Apart from the fundamental shift above, technical factors continue to be key, and will be a headwind for the rates market. The new highs in rates should keep MBS convexity risks high. Given continued underperformance of bond fund indices, fund outflows should continue. This can continue to put pressure on Treasury rates as investors will look to hedge fixed income duration risks using Treasuries.

This past week, BAML's equity strategist Savita Subramanian followed up with a huge upgrade of her 2013 year-end S&P 500 (INDEXSP:.INX) target, moving from 1600 to 1750. This 150-handle change isn't just a calibration; she is changing the model (emphasis my own).

Our new S&P 500 target of 1750 for 2013 is principally based on our fair value model, but if the last several years have taught us anything, it is that fundamentals sometimes take a backseat to sentiment, technicals, and macro.

The equity rally over the last eight months has been primarily driven by multiple expansion, with the forward PE multiple on the S&P 500 expanding from 12x to 14x (18%). In our fair value model, we focus on the normalized forward PE multiple, which has also risen from 13.5x to 16.0x (18%). This multiple expansion has predominantly been a function of the significant decline in the equity risk premium (ERP), partially offset by a modest rise in real normalized interest rates. While current real normalized rates are only modestly higher than our previous year-end assumption of 1.0% (now forecasting 1.5%), the 135bp drop in the ERP is more than double the 50bp that we had originally assumed going into the year.

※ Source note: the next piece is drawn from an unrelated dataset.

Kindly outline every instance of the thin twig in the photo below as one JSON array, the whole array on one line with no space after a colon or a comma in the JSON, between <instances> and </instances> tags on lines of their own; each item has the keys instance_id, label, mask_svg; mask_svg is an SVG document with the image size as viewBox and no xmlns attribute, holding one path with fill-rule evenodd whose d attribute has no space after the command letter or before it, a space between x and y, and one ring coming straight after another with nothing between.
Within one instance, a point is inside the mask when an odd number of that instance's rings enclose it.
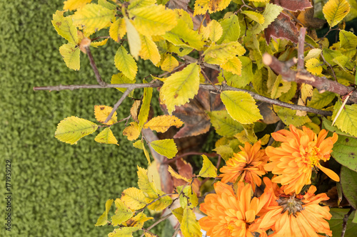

But at 500bp, the ERP is currently still well above the sub-400bp levels preceding the financial crisis, and we think it should continue to decline over the next several years as the memory of the financial crisis fades, corporate profits continue to make new highs, and some of the macro risks abate. We expect the "wall of worry" to persist as new concerns emerge, but visibility is clearly improving and we still expect global growth to pick up as the year progresses. As such, we have lowered our normalized risk premium assumption in our fair value model for the end of 2013 from 600bp to 475bp, which assumes roughly another 25bp of ERP contraction by year-end.

So with the market up 18% on the year on the back of 100% multiple expansion, BAML is raising its price target by nearly 10% on the premise that we shall get further multiple expansion because fundamentals have taken a backseat to technical and sentiment. You can't make this stuff up.

These two major price target revisions by the Street's biggest retail brokerage firm in the two most important asset classes within weeks of each other cannot be a coincidence. I think this capitulation reeks of a management shoulder tap. Research doesn't like to be on the wrong side of the market for too long because it screws up their track record. These two dramatic price target adjustments could be an attempt to get back in line with the market.